Part 2 on the evaluation of vaccine safety: Heavyweight Vaccine Pushers Demand Studies of Vaccine Safety "Postauthorization"
I decode a sneaky opinion article by top vaccine scientists in the NEJM
This is a “Perspective” article in the NEJM that was going to attract a lot of attention, based on its 4 prominent authors. You can download it below—it is only 4 pages long.
Stanley Plotkin at 92 is the living dean of vaccinology. Walter Orenstein, in his late 70s and retired, is another well known vaccinologist who has been around the field forever. Both have authored and edited seminal articles and chapters in the most-read vaccine textbooks.
Robert Chen used to be the head of vaccine safety studies at CDC, and currently works many gigs for CEPI, the Brighton Collaboration and others. Daniel Salmon heads the “Institute for Vaccine Safety" at Johns Hopkins. Of the 5 “Select Publications on Salmon’s JHU website (https://publichealth.jhu.edu/faculty/1015/daniel-salmon) 3 are about vaccine hesitancy.
When these men speak, especially in the NEJM, the field listens.
The article starts out by making 2 strange claims: that traditionally vaccine safety is not being studied after vaccines are authorized, and that when an adverse event is due to a vaccine, “the biological mechanism must be ascertained.” Here is how they phrase this:
Let me break this down.
…the public is no longer satisfied with the traditional safety goal of simply detecting and quantifying the associated risks after a vaccine has been authorized for use. The public also wants public health authorities to mitigate and prevent rare but serious adverse reactions — which no longer seem rare when vaccines are given to millions or billions of people.
Has the public, prior to COVID, been satisfied with its regulatory agencies failing to mitigate or prevent (or detect) serious adverse reactions? Or was the public snowed by narratives that claimed all vaccines were safe and effective? Surely the public was never okay about serious vaccine adverse events, though the vaccinologists may have been.
The authors use the term “authorized” rather than approved or licensed. This requires that you know the FDA lexicon. An authorized vaccine is experimental, or EUA. Why are these vaccine experts only discussing EUA (Emergency Use Authorized) vaccines in their article? Most of us never want to see another EUA vaccine again, since there are no specific safety requirements they must meet. Do these authors know something we don’t? Is the US government planning to roll out more unlicensed vaccines soon?

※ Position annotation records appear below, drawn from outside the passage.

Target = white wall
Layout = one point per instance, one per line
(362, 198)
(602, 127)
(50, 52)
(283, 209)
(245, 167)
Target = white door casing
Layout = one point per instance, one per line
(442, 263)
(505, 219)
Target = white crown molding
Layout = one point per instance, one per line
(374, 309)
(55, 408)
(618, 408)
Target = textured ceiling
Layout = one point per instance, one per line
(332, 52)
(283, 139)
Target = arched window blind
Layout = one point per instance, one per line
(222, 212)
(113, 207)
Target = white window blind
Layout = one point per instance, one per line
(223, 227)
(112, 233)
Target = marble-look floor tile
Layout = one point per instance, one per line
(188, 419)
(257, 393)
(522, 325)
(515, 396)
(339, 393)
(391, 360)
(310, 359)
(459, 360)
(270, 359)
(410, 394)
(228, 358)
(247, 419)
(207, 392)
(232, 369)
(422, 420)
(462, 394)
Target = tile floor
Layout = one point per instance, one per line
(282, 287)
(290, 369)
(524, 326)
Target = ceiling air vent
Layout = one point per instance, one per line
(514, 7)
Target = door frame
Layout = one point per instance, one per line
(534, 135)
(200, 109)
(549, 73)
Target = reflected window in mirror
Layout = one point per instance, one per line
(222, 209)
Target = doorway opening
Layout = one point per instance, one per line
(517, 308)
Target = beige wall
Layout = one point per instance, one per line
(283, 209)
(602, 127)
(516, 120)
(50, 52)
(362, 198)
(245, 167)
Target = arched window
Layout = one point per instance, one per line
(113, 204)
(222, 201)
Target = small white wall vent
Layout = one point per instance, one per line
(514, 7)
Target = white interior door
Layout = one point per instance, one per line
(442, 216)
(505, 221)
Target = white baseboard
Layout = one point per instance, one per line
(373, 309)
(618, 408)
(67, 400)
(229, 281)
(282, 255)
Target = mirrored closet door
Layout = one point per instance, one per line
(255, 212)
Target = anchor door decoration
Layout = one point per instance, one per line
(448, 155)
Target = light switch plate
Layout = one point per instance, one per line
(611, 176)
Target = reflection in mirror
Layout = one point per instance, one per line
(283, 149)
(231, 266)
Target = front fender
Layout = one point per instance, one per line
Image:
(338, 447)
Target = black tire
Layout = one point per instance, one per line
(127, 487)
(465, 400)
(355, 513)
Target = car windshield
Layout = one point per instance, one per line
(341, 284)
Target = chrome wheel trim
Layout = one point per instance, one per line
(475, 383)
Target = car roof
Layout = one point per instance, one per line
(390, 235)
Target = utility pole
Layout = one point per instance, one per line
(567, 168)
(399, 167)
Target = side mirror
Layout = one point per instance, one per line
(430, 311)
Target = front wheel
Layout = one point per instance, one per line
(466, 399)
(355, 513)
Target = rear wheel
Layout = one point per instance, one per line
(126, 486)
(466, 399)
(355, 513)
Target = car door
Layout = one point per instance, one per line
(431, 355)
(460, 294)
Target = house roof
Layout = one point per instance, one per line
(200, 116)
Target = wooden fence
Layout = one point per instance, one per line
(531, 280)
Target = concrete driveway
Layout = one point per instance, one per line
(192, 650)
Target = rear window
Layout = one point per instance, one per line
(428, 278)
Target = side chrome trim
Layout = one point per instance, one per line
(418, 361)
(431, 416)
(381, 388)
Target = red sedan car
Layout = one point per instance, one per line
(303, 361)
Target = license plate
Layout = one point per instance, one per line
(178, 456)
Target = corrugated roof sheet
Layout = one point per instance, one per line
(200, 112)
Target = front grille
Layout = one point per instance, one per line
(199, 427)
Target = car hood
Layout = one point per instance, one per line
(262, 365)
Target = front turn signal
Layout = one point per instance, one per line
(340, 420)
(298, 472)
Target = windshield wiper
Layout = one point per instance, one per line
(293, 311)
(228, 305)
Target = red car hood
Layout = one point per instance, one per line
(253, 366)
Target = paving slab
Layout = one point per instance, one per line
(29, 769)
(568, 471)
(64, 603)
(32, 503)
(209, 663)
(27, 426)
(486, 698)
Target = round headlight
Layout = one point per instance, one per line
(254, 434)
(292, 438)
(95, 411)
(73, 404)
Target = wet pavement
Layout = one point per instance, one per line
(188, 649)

When they are caused by vaccines (vaccine adverse reactions), the risk attributable to vaccination and the biologic mechanism must be ascertained.
Of course, we always want to know the reason why an adverse reaction occurs, but usually the actual biologic mechanism cannot be identified. In fact, the first author (Salmon) posted his own chart demonstrating this, on page 2:
He listed 9 of the best-known adverse reactions to vaccines, and only one of them (11%) has a mechanism that is understood.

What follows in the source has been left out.